In the era of software-defined vehicles, the complexity and requirements of automotive systems have increased significantly. Thermal management systems have become more complicated, incorporating multiple functions and strategies within software frameworks. This shift poses substantial challenges, increased development efforts and extending timelines in creating an efficient thermal management system for EVs. Fulfilling them in the early stages of design makes it more challenging due to the unavailability of key components such as fully developed ECU hardware, the battery pack, and the motor. To address this, a novel framework has been designed that combines virtual simulation with physical emulation, enabling the testing and validation of thermal control strategies without fully matured system and ECU hardware. The framework uses the Speedgoat platform as the central controller which hosts the control and thermal models developed in Simulink and Simscape. Speedgoat is physically connected to a non-functional vehicle equipped with key thermal components such as a radiator cooling fan, AC compressor, HVAC blower, active grille shutters (AGS), valves etc.
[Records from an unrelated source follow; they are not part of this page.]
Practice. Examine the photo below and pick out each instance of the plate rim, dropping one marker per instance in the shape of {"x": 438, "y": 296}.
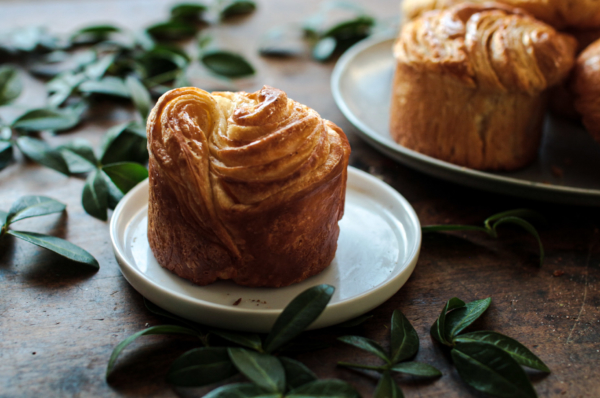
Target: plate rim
{"x": 476, "y": 176}
{"x": 412, "y": 255}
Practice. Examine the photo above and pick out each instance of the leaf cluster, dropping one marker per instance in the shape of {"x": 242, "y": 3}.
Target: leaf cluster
{"x": 105, "y": 60}
{"x": 334, "y": 28}
{"x": 256, "y": 357}
{"x": 491, "y": 224}
{"x": 36, "y": 206}
{"x": 404, "y": 346}
{"x": 487, "y": 361}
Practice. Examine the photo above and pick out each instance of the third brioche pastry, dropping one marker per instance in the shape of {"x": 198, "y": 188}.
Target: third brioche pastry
{"x": 586, "y": 88}
{"x": 247, "y": 187}
{"x": 470, "y": 81}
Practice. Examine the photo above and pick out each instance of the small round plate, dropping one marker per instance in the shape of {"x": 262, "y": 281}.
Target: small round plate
{"x": 378, "y": 248}
{"x": 567, "y": 169}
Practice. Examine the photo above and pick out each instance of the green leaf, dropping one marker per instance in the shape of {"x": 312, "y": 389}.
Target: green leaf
{"x": 226, "y": 63}
{"x": 124, "y": 143}
{"x": 172, "y": 30}
{"x": 188, "y": 10}
{"x": 162, "y": 329}
{"x": 3, "y": 218}
{"x": 79, "y": 156}
{"x": 296, "y": 373}
{"x": 387, "y": 388}
{"x": 489, "y": 369}
{"x": 522, "y": 213}
{"x": 299, "y": 314}
{"x": 262, "y": 369}
{"x": 140, "y": 96}
{"x": 6, "y": 154}
{"x": 357, "y": 28}
{"x": 58, "y": 246}
{"x": 10, "y": 84}
{"x": 33, "y": 206}
{"x": 366, "y": 344}
{"x": 47, "y": 119}
{"x": 324, "y": 49}
{"x": 527, "y": 227}
{"x": 442, "y": 228}
{"x": 405, "y": 341}
{"x": 107, "y": 86}
{"x": 416, "y": 369}
{"x": 126, "y": 175}
{"x": 40, "y": 152}
{"x": 461, "y": 318}
{"x": 95, "y": 196}
{"x": 439, "y": 326}
{"x": 97, "y": 70}
{"x": 249, "y": 340}
{"x": 62, "y": 87}
{"x": 241, "y": 390}
{"x": 516, "y": 350}
{"x": 355, "y": 322}
{"x": 324, "y": 389}
{"x": 230, "y": 8}
{"x": 201, "y": 366}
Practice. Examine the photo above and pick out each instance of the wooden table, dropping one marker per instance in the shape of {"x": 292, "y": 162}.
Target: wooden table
{"x": 59, "y": 324}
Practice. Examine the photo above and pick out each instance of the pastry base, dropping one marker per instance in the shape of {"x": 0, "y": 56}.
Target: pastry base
{"x": 439, "y": 116}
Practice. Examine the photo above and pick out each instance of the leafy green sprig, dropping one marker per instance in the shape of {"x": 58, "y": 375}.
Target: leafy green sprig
{"x": 404, "y": 346}
{"x": 491, "y": 224}
{"x": 487, "y": 361}
{"x": 36, "y": 206}
{"x": 257, "y": 357}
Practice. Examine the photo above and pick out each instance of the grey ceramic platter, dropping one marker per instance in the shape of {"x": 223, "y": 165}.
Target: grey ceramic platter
{"x": 567, "y": 169}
Virtual thermal models of the EPT and battery simulates electro-thermal dynamics and predict heat loads from the battery pack and motor. The simulated heat loads are communicated to a custom-designed heater cart via Speedgoat, which physically generates the heat and accurately emulate the system loads. The cabin in the non-functional vehicle allows us to evaluate the cabin thermal performance realistically. The entire system is designed to be mobile, allowing it to be placed inside a climatic chamber synchronized with the drive profile, for providing the actual front-end flow. By dynamically controlling all components through Speedgoat and offering an interactive calibration interface for real-time calibration, this framework bridges the gap between simulation and physical testing. It accelerates controls development, optimizes thermal strategies, ensures energy efficiency, reliability, and cost-effectiveness in system design.